Why is $\pi/2$ omitted from the solution of $\cot x = 3 \sin 2x$?

Question

Why is it that the solution of $$\cot x = 3 \sin 2x \quad(\text{for the interval}\; -\pi < x < \pi)$$ does not include $\pi/2$, even though if this is graphed, it shows intersections at $x = \pm\pi/2$?

Please see graph below. (The solutions mentioned are only four, to the exclusion of positive and negative $\pi/2$.)

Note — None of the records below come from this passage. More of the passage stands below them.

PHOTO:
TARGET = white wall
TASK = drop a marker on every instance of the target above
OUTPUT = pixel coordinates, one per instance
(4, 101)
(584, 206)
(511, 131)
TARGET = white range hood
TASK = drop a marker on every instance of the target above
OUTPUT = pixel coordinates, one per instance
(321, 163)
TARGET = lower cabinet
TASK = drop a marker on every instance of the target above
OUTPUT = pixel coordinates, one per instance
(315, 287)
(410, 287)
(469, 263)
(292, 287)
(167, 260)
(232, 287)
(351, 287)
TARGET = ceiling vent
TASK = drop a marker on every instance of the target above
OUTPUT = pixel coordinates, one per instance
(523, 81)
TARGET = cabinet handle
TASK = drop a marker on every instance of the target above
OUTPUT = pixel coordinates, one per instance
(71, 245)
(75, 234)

Algebraically as well, one of the factors comes out to be $\cos x = 0$ (which should give $x = \pi/2$). (Hence the graph.)

Answer 1

You are right the values $x=\pm \frac{\pi}2$ are solutions of the equation

$$\cot x=3 \sin 3x \implies \cot \pm\frac{\pi}2=3 \sin \pm\pi=0$$

maybe it was not included since it is considered a trivial solution.

added after editing

The values $x=\pm \frac{\pi}2$ seem to be indeed included among the solutions.

Answer 2

There is no reason for not including $x=\pm \pi/2$ in the intersection set.

Surprisingly enough they have the $x=\pm \pi/2$ as solultions but they did not list them as solutions because of the quadrant confusion.

Which quadrant are $x=\pm \pi/2??$ in??